Active connections, throughput, and queue depth exposed to observability layer

ab-000754 · community-realtime.realtime-ux.observability-metrics

Severity: lowactive

Why it matters

Without exported metrics, you cannot answer the most basic operational questions: how many connections are active right now, is message throughput degrading, is the outbound queue backing up?

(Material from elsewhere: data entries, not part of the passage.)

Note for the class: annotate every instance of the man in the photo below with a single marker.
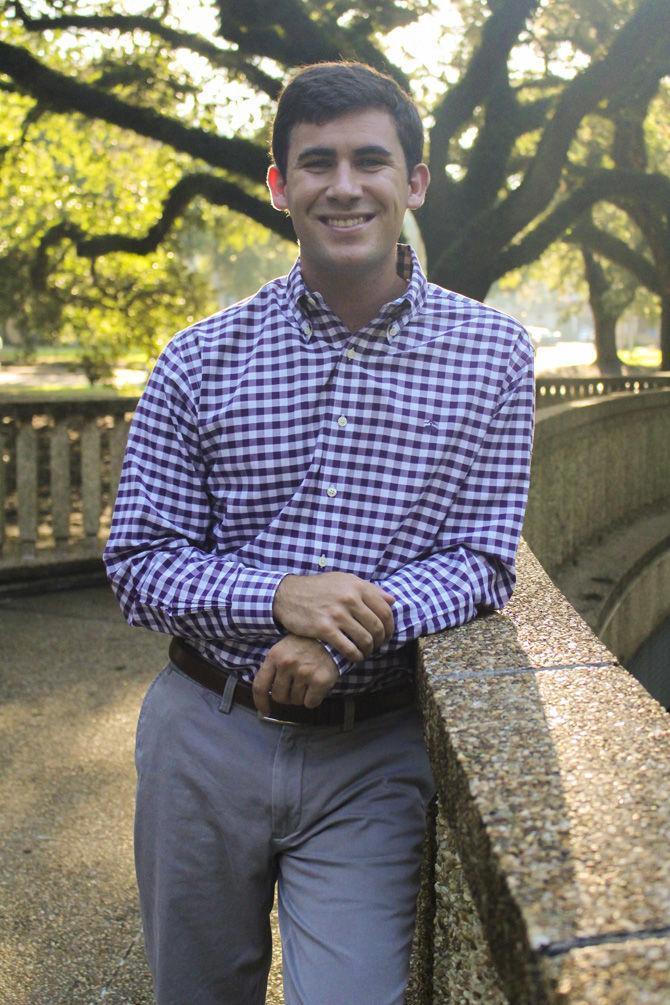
(314, 478)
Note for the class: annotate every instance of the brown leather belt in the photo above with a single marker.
(333, 711)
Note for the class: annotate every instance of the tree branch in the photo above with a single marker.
(215, 190)
(63, 93)
(603, 186)
(221, 58)
(283, 30)
(498, 35)
(638, 44)
(592, 237)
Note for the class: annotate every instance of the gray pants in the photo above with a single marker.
(229, 805)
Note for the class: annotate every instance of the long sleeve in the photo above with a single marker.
(472, 567)
(159, 558)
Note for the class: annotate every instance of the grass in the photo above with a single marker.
(62, 355)
(82, 392)
(641, 356)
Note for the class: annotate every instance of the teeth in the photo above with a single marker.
(352, 221)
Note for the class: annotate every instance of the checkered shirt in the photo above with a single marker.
(270, 439)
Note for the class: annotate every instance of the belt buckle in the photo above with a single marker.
(279, 722)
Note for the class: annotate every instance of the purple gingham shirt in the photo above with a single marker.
(270, 440)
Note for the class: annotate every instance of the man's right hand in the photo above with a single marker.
(351, 614)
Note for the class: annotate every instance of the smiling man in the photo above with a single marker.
(314, 478)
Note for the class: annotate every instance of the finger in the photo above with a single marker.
(261, 686)
(314, 694)
(383, 611)
(297, 692)
(281, 686)
(362, 628)
(337, 638)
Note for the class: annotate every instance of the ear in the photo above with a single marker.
(277, 187)
(419, 182)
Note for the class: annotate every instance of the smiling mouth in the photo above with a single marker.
(346, 222)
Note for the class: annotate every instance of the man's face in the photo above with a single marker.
(347, 190)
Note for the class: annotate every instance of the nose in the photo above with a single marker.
(345, 183)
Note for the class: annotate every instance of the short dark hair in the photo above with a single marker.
(322, 91)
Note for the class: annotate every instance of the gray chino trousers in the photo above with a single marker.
(228, 805)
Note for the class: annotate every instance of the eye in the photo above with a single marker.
(317, 164)
(371, 163)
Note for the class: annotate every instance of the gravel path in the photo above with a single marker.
(73, 676)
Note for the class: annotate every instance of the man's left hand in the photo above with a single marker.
(296, 670)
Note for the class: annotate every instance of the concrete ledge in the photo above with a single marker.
(551, 764)
(596, 463)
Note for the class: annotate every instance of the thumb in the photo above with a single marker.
(261, 685)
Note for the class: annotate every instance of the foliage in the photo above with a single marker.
(127, 124)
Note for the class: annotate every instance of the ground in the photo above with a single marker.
(73, 677)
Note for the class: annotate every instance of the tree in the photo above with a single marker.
(649, 265)
(505, 183)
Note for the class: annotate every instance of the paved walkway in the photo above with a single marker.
(72, 679)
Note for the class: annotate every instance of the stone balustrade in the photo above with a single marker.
(546, 877)
(59, 467)
(60, 460)
(546, 874)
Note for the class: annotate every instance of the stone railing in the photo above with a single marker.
(60, 460)
(59, 466)
(556, 390)
(546, 875)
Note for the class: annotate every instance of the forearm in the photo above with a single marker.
(181, 590)
(443, 591)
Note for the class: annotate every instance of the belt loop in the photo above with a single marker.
(350, 715)
(228, 694)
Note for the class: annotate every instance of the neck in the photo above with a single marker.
(357, 299)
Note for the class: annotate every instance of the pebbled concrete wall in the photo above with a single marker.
(596, 463)
(548, 879)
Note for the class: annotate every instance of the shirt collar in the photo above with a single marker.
(313, 317)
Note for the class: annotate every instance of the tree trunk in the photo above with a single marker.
(605, 320)
(665, 332)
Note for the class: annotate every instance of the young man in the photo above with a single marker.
(314, 478)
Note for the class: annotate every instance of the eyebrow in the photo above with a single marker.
(310, 152)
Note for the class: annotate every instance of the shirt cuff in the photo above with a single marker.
(342, 663)
(251, 602)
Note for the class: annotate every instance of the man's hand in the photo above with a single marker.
(352, 615)
(297, 671)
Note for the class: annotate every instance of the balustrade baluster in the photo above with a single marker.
(26, 487)
(118, 438)
(3, 489)
(60, 481)
(90, 478)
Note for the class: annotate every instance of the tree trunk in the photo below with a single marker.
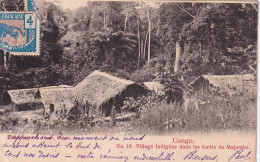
(126, 16)
(158, 29)
(104, 19)
(177, 59)
(139, 50)
(142, 52)
(145, 44)
(149, 39)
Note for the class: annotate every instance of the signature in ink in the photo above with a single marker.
(240, 155)
(194, 156)
(8, 125)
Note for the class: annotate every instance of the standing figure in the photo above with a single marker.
(74, 113)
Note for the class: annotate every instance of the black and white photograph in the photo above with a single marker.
(137, 67)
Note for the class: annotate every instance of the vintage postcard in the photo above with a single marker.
(128, 81)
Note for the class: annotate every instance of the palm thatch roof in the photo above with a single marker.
(23, 96)
(60, 96)
(231, 84)
(98, 88)
(155, 86)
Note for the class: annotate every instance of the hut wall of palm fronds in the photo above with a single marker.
(99, 92)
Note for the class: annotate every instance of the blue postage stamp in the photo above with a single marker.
(34, 5)
(19, 33)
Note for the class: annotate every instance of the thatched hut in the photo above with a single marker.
(99, 91)
(155, 87)
(60, 96)
(25, 99)
(227, 84)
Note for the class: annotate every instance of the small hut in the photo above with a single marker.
(60, 96)
(155, 87)
(228, 84)
(25, 99)
(99, 92)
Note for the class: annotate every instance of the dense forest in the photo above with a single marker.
(170, 43)
(136, 41)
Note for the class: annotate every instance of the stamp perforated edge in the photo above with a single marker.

Invisible failures — a Redis adapter that silently stops publishing, a connection leak growing at 10 sockets per hour — go undetected until they cause an outage. ISO 25010 reliability includes the ability to monitor system health; a real-time service with no observability is operationally blind.

Severity rationale

Low because missing metrics delay detection of connection leaks and queue backlogs, turning slow-burn failures into surprise outages rather than paged alerts.

Remediation

Export at minimum three gauges — active connections, messages processed, and queue depth — to a Prometheus-compatible endpoint or your existing observability backend.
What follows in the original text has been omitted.